City of Streator v. Hamilton, 61 Ill. App. 509 (1895)

Dec. 10, 1895 · Illinois Appellate Court
61 Ill. App. 509

City of Streator v. Hannah Hamilton.

1. Negligence—Questions of Fact.—Where the question is close as to whether there is sufficient evidence of negligence on the part of a city to warrant a jury in finding that a sidewalk was at the time of an injury, etc., in an unsafe condition, and two juries have passed upon it, the judgment will not be reversed for want of evidence.

2. Personal Injuries—Visible Defects in Sidewalks.—The fact that a defect in a sidewalk was visible, and could have been seen by the person injured, does not necessarily preclude a recovery for an injury.

Trespass on the Case, for personal injuries. .Appeal from the Circuit Court of La Salle County; the Hon. Charles Blanchard, Judge, presiding.
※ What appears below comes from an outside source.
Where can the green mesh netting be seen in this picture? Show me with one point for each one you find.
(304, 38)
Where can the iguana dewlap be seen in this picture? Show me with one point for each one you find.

Heard in this court at the May term, 1895.

Affirmed.

Opinion filed December 10,1895.

G. F. Bedford, G. E. Glass and George ILoadley, attorneys for appellant.

Walter Beeves, attorney for appellee.

Mr. Justice Lacey

delivered the opinion of the Court.

Appellee sued appellant in an action on the case, to recover for personal injuries received by her in falling on its sidewalk in front of Daniel Merrit’s residence, on east side of Vermilion street, between Kent and Hickory streets, in the city of Streator. Verdict for $1,500 and judgment thereon, which was reversed by this court on former appeal, and the cause remanded. 49 App. Court Beports 419. The case has been again tried, resulting in a verdict and judgment for appellee for $1,000.

When the case was here before, the judgment was reversed *510because the Circuit Court allowed appellee to introduce improper evidence as to the condition of the sidewalk at other places than where the injury occurred, and because it refused proper instructions. The cause has been again tried and former errors avoided. How it is only a question of fact as to whether the evidence supports the verdict, unless the refusing the appellant's instruction Ho. 21, refused, was error.

We have examined that instruction, and find that the part designed to instruct the jury that the sidewalk should be in a reasonably safe condition, such as a prudent person would call safe, was given in several other instructions, and as far as the notice was concerned, there was no question of latent defects in the sidewalk where the injury occurred, not visible to the eye, and hence such an instruction was not applicable, as in Joliet v. Walker, 17 Brad. 577. The evidence tended to show that there was a hole in the sidewalk, or rather a crack, caused by the sappy part of the boards, of which the sidewalk was built, rotting away in several places, and leaving a crack or aperture where the heel of a lady’s shoe could nicely fit in and get fast; that, in fact, the injury was caused by the heel of appellee’s shoes going through one of these cracks, which caused her to fall, by means of which she sprained her ankle, and a miscarriage was caused and resulted from the fall.

While it is a very close question in our minds whether leaving a sidewalk in that condition would be sufficient evidence of negligence on the part of the city to warrant a jury in finding that it was in an unsafe condition, yet we think that, under all the circumstances of the case, and from the fact that it had remained in such a condition for a long space of time, it was a question for the jury to determine, and as two juries have passed on the question and returned a verdict in favor of the appellee on the facts, we do not feel at liberty to reverse the judgment for want of evidence to support it. The fact that the defect in the sidewalk was visible, and could have been seen by appellee, does not necessarily bar a recovery.

The judgment of the Circuit Court is therefore affirmed.